In the first of an occasional series profiling the people who work day and night to keep Wairarapa’s communities safe and thriving, MARLEE PARTRIDGE talks to Geoff Gilbey.
A paramedic with the Wellington Free Ambulance [WFA] service in Wairarapa, Geoff Gilbey has been in the ambulance service for close to 10 years, working in the UK for the majority of this time.
Having started as a patient transport officer, Gilbey then graduated to a role as an emergency care assistant before becoming an emergency medical technician, and finally a paramedic.
He’s lived in New Zealand since October 2022 and bought his first home in Wairarapa with his wife in October last year.
“You’re all so lucky, it’s a truly beautiful place,” Gilbey said.
Despite many people being familiar with paramedics from a plethora of television medical dramas, Gilbey said one of the biggest misconceptions about his role is the idea that he’s essentially an ambulance driver.
“We are considerably more than that” – among other things: attending medical emergencies and accidents; triaging patients [which involves working out which patients need to be treated first]; treating ill and injured people, including those with traumatic injuries and shock; giving pain relief, including intravenous treatment; and stabilising and transporting patients to and from medical facilities.
Or as Gilbey put it, “Our role is varied and dynamic, ranging from social care issues to emergency life and/or limb saving callouts.
“All ambulance staff are normal, average, everyday people who have to see and deal with very abnormal things,” he said, adding that there appears to be limited public awareness of “how often, as complete service we constantly go above and beyond what is expected of us”.
As a paramedic, Gilbey said, there’s almost no opportunity to get bored – which is one of his favourite aspects of the job.
The constantly evolving nature of his role, the responsibilities that come with it, and the esteem in which it’s held in the community are also upsides of his chosen career.

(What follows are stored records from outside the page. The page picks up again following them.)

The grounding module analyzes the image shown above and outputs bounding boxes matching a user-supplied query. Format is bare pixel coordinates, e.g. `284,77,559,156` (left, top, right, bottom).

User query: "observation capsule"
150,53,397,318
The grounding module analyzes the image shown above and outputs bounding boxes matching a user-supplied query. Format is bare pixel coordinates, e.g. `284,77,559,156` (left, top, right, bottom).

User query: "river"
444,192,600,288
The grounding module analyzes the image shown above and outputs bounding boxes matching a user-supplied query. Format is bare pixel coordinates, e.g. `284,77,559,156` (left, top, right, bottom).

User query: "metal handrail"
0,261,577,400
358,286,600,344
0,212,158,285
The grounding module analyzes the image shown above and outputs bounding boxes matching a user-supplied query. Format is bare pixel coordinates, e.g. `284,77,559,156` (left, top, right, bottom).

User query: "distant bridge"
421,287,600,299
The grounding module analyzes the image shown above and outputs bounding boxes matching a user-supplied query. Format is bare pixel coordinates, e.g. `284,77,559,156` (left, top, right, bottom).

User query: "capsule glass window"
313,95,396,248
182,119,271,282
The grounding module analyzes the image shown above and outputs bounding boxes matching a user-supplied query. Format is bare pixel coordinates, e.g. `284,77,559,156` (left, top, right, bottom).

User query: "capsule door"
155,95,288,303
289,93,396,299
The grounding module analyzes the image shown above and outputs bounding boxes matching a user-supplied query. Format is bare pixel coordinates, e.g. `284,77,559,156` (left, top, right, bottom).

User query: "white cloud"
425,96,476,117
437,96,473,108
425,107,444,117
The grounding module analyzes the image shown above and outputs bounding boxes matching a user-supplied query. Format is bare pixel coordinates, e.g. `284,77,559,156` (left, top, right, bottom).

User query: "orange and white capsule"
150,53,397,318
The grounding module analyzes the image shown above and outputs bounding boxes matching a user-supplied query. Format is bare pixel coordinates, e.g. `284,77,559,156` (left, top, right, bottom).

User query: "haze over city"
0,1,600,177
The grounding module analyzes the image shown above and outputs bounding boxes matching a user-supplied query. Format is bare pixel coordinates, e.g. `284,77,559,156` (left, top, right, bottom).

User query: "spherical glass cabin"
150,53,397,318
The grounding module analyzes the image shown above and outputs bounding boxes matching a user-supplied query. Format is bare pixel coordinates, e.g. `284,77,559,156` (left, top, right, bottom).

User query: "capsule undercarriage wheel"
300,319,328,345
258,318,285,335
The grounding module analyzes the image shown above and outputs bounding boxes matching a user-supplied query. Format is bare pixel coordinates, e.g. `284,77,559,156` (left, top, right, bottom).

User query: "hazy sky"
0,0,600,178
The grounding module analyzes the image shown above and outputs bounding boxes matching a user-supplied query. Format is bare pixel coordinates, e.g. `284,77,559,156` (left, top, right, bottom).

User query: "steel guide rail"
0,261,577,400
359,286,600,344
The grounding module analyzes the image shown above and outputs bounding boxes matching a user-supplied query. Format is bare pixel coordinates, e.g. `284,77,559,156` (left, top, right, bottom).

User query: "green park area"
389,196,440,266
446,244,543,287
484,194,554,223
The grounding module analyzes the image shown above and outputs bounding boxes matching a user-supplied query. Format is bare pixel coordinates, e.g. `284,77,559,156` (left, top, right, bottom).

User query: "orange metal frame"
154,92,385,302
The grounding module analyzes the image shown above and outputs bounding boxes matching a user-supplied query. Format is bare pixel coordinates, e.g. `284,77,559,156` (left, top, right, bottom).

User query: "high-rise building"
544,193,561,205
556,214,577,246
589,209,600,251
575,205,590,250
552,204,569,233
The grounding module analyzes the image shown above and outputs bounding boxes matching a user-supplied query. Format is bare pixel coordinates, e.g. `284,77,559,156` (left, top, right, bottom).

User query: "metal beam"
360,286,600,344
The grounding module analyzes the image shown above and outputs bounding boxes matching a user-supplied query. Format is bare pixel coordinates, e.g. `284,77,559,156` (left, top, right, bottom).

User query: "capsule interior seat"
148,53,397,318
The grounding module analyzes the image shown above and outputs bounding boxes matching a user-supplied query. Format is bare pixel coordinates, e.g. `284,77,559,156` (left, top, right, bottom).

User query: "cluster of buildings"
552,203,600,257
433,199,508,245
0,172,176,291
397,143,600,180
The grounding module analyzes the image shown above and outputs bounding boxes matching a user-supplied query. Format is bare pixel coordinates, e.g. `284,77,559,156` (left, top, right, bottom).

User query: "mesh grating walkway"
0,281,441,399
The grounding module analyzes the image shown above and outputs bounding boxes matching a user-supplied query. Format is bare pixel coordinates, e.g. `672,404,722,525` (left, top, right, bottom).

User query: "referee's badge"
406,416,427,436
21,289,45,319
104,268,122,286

“We are endowed with such a large amount of trust,” Gilbey said.
“Welcomed into people’s homes and instantly treated as a family member – that’s pretty cool.”
When he’s not bustling about Wairarapa for work, Gilbey enjoys the outdoor activities the region has to offer, describing himself as a “busy fella”.
“I mountain bike, canoe, and fish,” he said.
“Our new house keeps me busy, and ensuring my wife is spoiled [which is no more than she deserves] is a full-time job in itself.”
Gilbey’s top summer safety tip?
“Be careful with that sun” and slip, slop, slap plenty of sunscreen on – ideally one with a sun protection factor of 50.